Après deux semaines de débats sans issue, le budget 2026 reste un casse-tête politique. Entre ordonnances inédites, menace de 49.3 et hypothèse d’une loi spéciale, ni les députés ni le gouvernement ne savent comment le texte atterrira. Un brouillard budgétaire inédit sous la Ve République.

C’est la question à un million d’euros. Comment le budget va-t-il atterrir ? Voilà plus de deux semaines que les députés planchent sur les textes. Dans les couloirs du palais Bourbon, chacun y va de son pronostic. « Cette affaire va se finir par ordonnances ! » parie le député Liot Harold Huwart. « Ou par une loi spéciale », renchérit le député RN Sébastien Chenu. « Un shutdown à la française, ça existe ? » interroge un troisième larron. Le Premier ministre a exclu d’emblée les ordonnances. « Leur retour entraînerait automatiquement une censure », glisse un proche. Ce recours, prévu par la Constitution, ne s’applique que si l’Assemblée ne s’est pas prononcée dans les délais : 70 jours pour le budget de l’État, 50 pour celui de la Sécurité sociale.

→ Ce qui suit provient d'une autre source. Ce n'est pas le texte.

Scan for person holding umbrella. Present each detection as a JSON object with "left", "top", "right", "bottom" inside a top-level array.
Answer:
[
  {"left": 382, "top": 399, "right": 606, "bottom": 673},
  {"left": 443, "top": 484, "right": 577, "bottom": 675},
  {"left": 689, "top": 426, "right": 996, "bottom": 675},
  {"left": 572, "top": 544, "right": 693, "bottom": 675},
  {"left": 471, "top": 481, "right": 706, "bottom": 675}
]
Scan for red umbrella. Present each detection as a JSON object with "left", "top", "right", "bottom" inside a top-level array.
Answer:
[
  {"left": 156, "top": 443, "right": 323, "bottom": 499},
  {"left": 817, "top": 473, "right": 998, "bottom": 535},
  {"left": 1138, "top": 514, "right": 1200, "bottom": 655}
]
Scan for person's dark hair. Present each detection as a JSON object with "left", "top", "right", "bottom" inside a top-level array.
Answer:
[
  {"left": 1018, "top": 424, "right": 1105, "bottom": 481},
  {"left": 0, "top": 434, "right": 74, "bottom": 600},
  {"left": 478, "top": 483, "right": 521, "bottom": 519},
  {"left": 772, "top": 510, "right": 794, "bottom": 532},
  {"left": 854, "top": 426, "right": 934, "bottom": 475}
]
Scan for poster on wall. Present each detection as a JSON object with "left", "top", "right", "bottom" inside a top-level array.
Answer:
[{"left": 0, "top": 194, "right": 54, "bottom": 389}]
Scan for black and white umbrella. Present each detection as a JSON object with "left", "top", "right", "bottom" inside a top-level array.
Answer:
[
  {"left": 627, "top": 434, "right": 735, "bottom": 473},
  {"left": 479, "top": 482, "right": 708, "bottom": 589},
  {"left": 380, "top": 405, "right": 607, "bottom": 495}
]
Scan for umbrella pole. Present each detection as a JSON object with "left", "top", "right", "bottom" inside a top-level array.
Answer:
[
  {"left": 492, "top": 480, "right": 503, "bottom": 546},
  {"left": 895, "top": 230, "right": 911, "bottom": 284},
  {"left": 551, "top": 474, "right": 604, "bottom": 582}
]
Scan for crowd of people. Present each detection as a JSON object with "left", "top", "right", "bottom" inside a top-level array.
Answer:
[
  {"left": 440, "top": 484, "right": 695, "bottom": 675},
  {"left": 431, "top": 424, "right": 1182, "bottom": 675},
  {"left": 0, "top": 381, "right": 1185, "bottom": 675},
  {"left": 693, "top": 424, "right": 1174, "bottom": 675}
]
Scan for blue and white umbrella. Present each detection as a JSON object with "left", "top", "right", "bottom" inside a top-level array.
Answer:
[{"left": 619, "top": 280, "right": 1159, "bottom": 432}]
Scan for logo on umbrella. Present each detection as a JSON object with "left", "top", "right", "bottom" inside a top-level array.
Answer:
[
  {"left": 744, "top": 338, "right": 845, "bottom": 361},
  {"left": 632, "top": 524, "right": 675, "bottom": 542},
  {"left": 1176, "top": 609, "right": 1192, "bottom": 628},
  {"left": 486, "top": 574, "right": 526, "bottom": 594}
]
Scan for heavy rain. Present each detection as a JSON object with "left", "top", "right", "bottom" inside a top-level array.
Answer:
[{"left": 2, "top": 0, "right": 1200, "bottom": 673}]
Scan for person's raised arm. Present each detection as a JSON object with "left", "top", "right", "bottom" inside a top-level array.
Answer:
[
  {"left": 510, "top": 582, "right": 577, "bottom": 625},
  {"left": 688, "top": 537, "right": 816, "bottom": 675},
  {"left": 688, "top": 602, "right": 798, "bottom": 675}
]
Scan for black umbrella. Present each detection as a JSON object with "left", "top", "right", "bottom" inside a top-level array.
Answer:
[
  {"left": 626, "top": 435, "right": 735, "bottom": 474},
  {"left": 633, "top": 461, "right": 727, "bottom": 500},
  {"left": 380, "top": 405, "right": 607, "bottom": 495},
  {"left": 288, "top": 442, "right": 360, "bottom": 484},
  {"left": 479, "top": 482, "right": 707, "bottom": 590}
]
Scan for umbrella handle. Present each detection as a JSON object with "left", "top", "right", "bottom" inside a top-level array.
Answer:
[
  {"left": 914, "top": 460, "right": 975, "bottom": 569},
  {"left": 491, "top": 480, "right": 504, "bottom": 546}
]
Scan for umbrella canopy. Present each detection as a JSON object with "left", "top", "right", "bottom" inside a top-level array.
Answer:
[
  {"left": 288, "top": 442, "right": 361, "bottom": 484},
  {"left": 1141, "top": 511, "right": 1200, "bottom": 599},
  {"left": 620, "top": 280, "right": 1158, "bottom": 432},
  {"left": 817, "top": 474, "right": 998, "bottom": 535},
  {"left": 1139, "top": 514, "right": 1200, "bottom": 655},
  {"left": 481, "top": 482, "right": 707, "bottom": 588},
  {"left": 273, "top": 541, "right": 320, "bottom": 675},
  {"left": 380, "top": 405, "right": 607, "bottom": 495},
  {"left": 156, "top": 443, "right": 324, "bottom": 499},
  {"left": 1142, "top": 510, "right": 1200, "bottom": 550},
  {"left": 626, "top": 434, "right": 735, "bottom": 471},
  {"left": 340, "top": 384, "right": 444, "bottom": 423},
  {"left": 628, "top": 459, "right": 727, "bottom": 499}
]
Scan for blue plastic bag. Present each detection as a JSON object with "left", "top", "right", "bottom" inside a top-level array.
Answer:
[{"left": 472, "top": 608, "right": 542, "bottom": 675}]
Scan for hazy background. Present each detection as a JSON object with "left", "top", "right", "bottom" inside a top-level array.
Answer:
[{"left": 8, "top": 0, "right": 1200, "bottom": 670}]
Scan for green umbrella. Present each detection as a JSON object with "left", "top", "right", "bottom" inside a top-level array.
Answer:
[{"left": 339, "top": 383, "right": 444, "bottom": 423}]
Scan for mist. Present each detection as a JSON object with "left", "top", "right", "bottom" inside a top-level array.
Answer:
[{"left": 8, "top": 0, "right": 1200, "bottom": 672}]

Ordonnances, 49.3 ou loi spéciale ?
Passé ce cap, le gouvernement peut exécuter le budget par ordonnances – une procédure jamais utilisée sous la Ve République. Personne, à commencer par le chef du gouvernement, ne souhaite en arriver là. D’où ses efforts pour amadouer les socialistes. Dernières concessions en date – et non des moindres : le renoncement au gel du barème de l’impôt sur le revenu et des minima sociaux, ainsi que l’augmentation de la CSG sur les revenus du capital. De là à imaginer un vote favorable sur le Projet de loi de finance ou sur le budget de la Sécurité sociale ? Personne n’y croit vraiment.
Si, par extraordinaire, Sébastien Lecornu – qui répète à l’envi que ce budget n’est pas celui du gouvernement – fait avancer la copie finale, remodelée au fil des allers-retours entre les deux chambres, jusqu’à la commission mixte paritaire, bien peu sont ceux qui parient sur un compromis final. Là encore, ça coince, à moins… d’un retour du 49.3, qui permettrait d’éviter aux socialistes d’avoir à approuver le budget pour se réfugier dans une abstention embarrassante. Au passage, ils assumeraient le ridicule de se soumettre à une procédure dont ils ont exigé qu’elle soit écartée. « Politiquement, le coût serait énorme. Tout le monde connaît désormais le 49.3, symbole d’un passage en force, et son image est durablement négative dans l’opinion », souligne le constitutionnaliste Benjamin Morel.
Bien peu sont ceux qui parient sur un compromis final
L’hypothèse de Sébastien Chenu induit que le budget soit rejeté dans les temps. Le Parlement pourrait alors adopter une loi spéciale pour assurer la continuité des services publics – comme cela avait été fait après la censure du gouvernement Barnier fin 2024 – en attendant le vote du budget définitif. Une solution de secours, mais loin d’être idéale. « Elle se contente de reconduire les impôts et les endettements de l’année précédente », avertit Benjamin Morel. Elle ne freine pas la flambée des déficits et prive plusieurs ministères de marges de manœuvre budgétaires, y compris dans des secteurs stratégiques. La défense, par exemple, devait voir son enveloppe augmenter de 6,5 milliards d’euros sur 2026 et 2027, dans un contexte international toujours plus tendu. Une difficulté que le gouvernement pourrait partiellement surmonter grâce aux décrets d’avance, ces outils qui lui permettent d’ouvrir des crédits en cas d’urgence.